# 3 sleeps until panel



## Guest (Apr 9, 2013)

Yikes it's nearly here, am so emotional it's ridiculous.

I am very lucky to have a boss that's told me to work from home on Thursday! Either being a very wonderful boss as always has been through the process or I have been the woman from hell this week.!

It's hit me, head is all over the place.  I love all the support we have, it's wonderful, and everyone at work and home that keeps texting and ringing to wish us luck as they are all so excited, but have been trying to forget about it as can't concentrate on anything else!

If we get approved on Friday it will be the most fantastic day ever, one we thought this time last year we would never have.

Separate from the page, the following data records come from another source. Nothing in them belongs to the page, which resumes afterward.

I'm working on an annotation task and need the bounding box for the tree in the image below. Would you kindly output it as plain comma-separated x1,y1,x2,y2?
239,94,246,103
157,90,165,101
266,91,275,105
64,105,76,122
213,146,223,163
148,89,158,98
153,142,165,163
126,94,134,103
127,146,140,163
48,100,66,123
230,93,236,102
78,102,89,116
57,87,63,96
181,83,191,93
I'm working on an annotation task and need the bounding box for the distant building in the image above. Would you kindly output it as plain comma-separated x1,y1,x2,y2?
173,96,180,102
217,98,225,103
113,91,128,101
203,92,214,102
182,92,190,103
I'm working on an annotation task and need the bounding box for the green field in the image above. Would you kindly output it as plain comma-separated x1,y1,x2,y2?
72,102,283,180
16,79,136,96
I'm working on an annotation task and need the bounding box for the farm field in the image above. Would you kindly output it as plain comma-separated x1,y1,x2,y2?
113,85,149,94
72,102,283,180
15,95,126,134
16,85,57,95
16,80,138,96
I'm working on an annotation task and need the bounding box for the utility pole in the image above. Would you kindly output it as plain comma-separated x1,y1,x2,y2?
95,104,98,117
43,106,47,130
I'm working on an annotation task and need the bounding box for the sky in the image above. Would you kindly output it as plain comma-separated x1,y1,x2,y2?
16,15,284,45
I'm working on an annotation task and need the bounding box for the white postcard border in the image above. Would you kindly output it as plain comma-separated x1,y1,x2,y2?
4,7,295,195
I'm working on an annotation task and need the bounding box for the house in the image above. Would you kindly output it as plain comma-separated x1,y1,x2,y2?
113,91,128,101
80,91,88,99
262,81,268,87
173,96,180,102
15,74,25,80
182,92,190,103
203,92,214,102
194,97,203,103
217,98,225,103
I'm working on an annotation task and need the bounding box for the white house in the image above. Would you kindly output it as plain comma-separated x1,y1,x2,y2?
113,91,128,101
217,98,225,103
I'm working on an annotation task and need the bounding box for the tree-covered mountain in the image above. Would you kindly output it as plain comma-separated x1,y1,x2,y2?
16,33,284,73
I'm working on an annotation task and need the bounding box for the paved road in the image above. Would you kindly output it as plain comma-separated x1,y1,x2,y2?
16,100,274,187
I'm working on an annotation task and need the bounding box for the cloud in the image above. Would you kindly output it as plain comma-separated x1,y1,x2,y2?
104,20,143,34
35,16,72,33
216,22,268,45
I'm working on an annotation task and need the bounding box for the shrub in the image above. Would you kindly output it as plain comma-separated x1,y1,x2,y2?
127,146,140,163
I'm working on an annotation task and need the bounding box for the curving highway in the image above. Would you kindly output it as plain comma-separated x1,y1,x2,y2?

Only 3 more restless sleeps!


----------



## Theretofour (Feb 19, 2013)

Wow that great news xx


----------



## Primmer (May 1, 2012)

Dinks - you are nearly there! Hope the time goes quickly for you. I am just starting out on the adoption process but think its understandable to feel like you do as panel approaches. Really hope it goes well for you x


----------



## ChickenLegs (Feb 3, 2013)

Hope it all goes smoothly    and you actually get those sleeps!


----------



## Doofuz (Mar 9, 2008)

So close! Very excited for you. Try and sleep well, must be sleep depriving!


----------



## summer girl (Nov 27, 2009)

Good luck for tomorrow Dinks, you'll breeze it


----------



## Guest (Apr 11, 2013)

Thankyou, really nervous now, feel sick and taking iPad to bed for the hours I won't sleep - candy crush has a lot to answer to!


----------



## Emma-is-a-mummy (Jan 16, 2012)

Good luck honey you'll do amazing  xxxx


----------



## Mummy DIY Diva (Feb 18, 2012)

Good luck x x


----------



## Dreams do come true (Jan 4, 2012)

Good luck hun x


----------



## Primmer (May 1, 2012)

Good luck at panel, can't wait to hear back from you later with an update x


----------



## Lizard39 (Nov 25, 2011)

Good luck today Dinks. Hope you have a bottle of champagne chilling in the fridge!


----------



## Doofuz (Mar 9, 2008)

Oh man! Good luck, it will go well. I had a dream about our panel the other day and weirdly, you were there. I walked in to sit down and you were coming out with a huge smile on your face


----------



## Guest (Apr 12, 2013)

Haha Doofuz made me laugh - not long now for you.x


----------



## Doofuz (Mar 9, 2008)

6 weeks  So pleased for you x


----------